The overall aim of GLOBTAXGOV is to assess the feasibility and legitimacy of the current model of global tax governance and the role of the OECD and the EU in international tax law making. Unlike the former OECD projects that only provide for exchange of information between countries, in the BEPS Project, the EU Anti-Tax Avoidance Directive, the EU state aid investigations and the EU External Strategy, the OECD and the EU focus on substantive issues that, when implemented, will change the international tax architecture of developed and developing countries.

These initiatives aim to ensure that governments engage in fair competition and that multinationals pay their fair share. Even though these objectives are legitimate, these developments raise several questions: What is the role of the OECD and the EU in global tax governance? Under what conditions can the model of global tax governance be feasible and legitimate for both developed and developing countries? These initiatives have generated tensions between developing and developed countries and between EU and third (non-EU) countries. The tensions call for the articulation of a new framework of global tax governance that is legitimate and based on considerations of fairness for all countries participating.

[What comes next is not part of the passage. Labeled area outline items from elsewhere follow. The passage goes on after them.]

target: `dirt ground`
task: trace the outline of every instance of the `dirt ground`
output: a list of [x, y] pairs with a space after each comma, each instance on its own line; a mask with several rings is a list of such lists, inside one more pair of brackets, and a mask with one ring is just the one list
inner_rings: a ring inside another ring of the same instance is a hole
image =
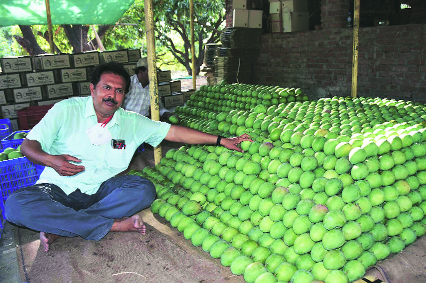
[[[175, 71], [171, 73], [172, 78], [183, 78], [188, 76], [188, 73], [184, 71]], [[192, 79], [181, 79], [182, 90], [186, 91], [193, 89]], [[201, 85], [207, 85], [207, 77], [197, 76], [196, 79], [197, 89], [199, 90]]]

Against this background, the GLOBTAXGOV project will first assess the feasibility of the legal transplant of the BEPS minimum standards into the tax systems of 8 countries of research (Australia, Colombia, India, Mexico, Netherlands, Nigeria, Senegal, and Spain ) by asking three sub-questions:

  • Why are these countries participating in the BEPS Project?
  • How will the BEPS minimum standards be transplanted into the tax system of these countries?
  • How can the differences in tax systems and tax cultures of these countries influence the content of these minimum standards?

In the following step the conditions for legitimacy of the role of the OECD and the EU will be provided in light of the theories of legitimacy and governance.